Не будет этого. Тревога бодрит и распаляет голод. Отчаяние незнакомо мне. Свое я навсегда оставлю за собой. Я хохочу — меня, ветер перемен, никогда не коснутся перемены. Любой очаг сопротивления мои спецслужбы погасят кровью и мочой. Эта работа веселит сердца преданных мне псов расплаты. Я их уже спустил со своры. И расправил бич.

Глава 10. «Тарарамушка, милый…»

1

За синим забором, на стройплощадке, образовавшейся на месте Невских бань, непривычной конструкции механизм с гибкой и толстой отводной/приводной кишкой ввинчивал в грунт сваю, как ввинчивают шуруп в гуляющую половицу. Технический прогресс шагал широкими шагами и оставлял мертвящие следы. Петербургская земля была здесь неустойчивая, зыбкая, но очень дорогая. Скоро на этом месте распустится очередной пузырь самодовольства и достатка. Зеркально-бетонный пузырь, надутый не стремлением к гармонии и красоте, а суетной тщетой и выдаваемой за дело, за разумную необходимость, за цивилизованную предприимчивость сиюминутной корыстью. Думать об этом Роме было неприятно, а временами и вовсе противно. Он старался не думать. Но…

Земля — эдемское наследство — сто раз уже попилена, оценена и продана… кромсаются глухие кладовые недр, намазанный на шельфы океан, глубины вольных вод с живущей в них добычей, небесные просторы… невидимый эфир — и тот поделен на частоты/волны и выставлен на торг… Что здесь еще не подлежит мамоне? Кто скажет, что так было вечно, от яйца, изменит истине, вещующей нам об ином даже не из дремучих чуланов памяти, а из источника, вдохнувшего в нас душу? Главного источника, в котором — спасение, освобождение и тишина…

Тарарам, собранный внутренне и внешне рассеянный, шел по Марата путем голого марша в сторону Кузнечного переулка.
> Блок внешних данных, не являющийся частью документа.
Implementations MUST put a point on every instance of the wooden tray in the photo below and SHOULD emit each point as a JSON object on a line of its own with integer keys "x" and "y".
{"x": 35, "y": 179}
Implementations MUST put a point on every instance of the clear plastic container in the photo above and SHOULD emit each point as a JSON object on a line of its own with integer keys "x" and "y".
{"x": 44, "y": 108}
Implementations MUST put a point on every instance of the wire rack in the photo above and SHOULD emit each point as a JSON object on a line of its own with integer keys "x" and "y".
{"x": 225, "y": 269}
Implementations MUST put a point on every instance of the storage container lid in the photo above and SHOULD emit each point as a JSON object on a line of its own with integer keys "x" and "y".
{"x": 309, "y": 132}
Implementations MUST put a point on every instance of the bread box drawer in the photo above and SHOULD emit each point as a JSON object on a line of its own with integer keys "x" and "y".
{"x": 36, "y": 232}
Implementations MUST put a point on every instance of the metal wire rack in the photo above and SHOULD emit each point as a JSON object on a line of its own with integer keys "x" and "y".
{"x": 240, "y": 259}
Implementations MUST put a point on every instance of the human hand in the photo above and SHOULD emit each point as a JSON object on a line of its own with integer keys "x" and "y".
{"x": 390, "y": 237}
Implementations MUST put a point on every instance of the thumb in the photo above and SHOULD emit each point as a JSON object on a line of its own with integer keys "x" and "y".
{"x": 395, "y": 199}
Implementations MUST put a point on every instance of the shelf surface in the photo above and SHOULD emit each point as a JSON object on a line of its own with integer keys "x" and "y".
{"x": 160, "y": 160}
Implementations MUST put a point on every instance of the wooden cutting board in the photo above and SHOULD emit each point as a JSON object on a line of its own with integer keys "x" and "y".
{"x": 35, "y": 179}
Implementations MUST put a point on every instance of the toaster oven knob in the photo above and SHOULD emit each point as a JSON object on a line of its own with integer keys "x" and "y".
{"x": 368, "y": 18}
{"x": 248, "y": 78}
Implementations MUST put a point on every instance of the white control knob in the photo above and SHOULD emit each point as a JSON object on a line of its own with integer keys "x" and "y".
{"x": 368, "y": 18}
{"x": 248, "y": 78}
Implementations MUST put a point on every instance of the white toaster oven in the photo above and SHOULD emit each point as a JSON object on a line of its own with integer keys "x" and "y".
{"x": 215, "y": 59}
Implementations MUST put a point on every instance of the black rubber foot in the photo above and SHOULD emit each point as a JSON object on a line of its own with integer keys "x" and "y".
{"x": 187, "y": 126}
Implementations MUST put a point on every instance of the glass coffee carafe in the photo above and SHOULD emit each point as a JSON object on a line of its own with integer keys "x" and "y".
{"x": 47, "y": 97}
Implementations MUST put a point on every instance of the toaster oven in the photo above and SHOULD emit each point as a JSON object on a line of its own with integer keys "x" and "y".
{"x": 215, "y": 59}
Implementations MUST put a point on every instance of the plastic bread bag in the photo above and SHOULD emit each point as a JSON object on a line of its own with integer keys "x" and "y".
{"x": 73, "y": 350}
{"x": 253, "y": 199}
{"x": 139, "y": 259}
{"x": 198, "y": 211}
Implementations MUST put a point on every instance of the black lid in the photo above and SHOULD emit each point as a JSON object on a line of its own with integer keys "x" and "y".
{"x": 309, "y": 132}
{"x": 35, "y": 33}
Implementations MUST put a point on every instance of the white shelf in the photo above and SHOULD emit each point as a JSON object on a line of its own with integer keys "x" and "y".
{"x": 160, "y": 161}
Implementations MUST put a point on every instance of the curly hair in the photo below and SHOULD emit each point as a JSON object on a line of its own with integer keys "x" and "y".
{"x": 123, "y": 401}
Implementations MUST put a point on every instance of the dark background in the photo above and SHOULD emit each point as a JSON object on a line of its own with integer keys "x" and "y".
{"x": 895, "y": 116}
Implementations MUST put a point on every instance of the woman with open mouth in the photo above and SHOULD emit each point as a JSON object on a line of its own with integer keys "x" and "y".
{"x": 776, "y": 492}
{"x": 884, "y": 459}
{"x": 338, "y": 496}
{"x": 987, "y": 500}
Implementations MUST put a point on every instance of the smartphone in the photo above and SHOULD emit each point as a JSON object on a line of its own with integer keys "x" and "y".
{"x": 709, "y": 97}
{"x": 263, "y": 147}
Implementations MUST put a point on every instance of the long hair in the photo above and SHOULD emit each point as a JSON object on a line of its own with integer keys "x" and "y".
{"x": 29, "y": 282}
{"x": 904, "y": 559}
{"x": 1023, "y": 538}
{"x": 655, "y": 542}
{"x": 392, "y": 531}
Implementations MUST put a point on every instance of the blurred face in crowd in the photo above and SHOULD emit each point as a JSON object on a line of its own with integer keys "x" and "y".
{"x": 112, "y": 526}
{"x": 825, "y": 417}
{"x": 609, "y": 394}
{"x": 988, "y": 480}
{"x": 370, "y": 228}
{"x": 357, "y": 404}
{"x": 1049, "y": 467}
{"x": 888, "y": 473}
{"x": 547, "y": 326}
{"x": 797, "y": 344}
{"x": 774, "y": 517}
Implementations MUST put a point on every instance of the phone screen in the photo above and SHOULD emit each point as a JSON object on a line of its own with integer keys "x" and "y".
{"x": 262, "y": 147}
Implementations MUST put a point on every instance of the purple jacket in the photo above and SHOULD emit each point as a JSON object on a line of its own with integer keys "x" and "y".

К музею Достоевского. Сегодня должен был решиться мучавший его вопрос: возможны ли для него перемена участи и счастье обретения слов? Есть ли в его судьбе место для этих событий?

Воздух был влажный, душный, хотя поверху с залива дул ветер и нагонял тяжелую сплошную тучу. Идущие по улице люди, несмотря на липкую испарину, переходили на скорый, деловой шаг. Над городом кружили беспилотные чайки и тревожно кричали в пространство. Небо хмурилось, думало о грозе.

Возле дверей венгерского консульства, оставив свою сторожевую будку, переминался с ноги на ногу охранник. В левой пятерне он держал бутерброд с бужениной, в правой — огурец, и так, чередуясь, ловко рубал с двух рук — по-македонски. Рядом (жена? знакомая? проситель?) стояла женщина, прижимавшая к груди кулек с завернутым в него младенцем. Тут же — пустая коляска. Голова младенца торчала из одеяла, как сосиска из хот-дога. Тарарам подумал, что хот-дог вернее было бы переводить не как «горячая собака», а как «пылкий кобелек». От этой мысли его отвлек вид красного трамвая, вразвалочку выворачивающего из устья Колокольной улицы, а после — обстроенный затянутыми сеткой лесами, но по-прежнему несущий службу музей Арктики и Антарктики с подвешенным к потолку самолетом полярной авиации на лыжах и гостеприимной папанинской палаткой.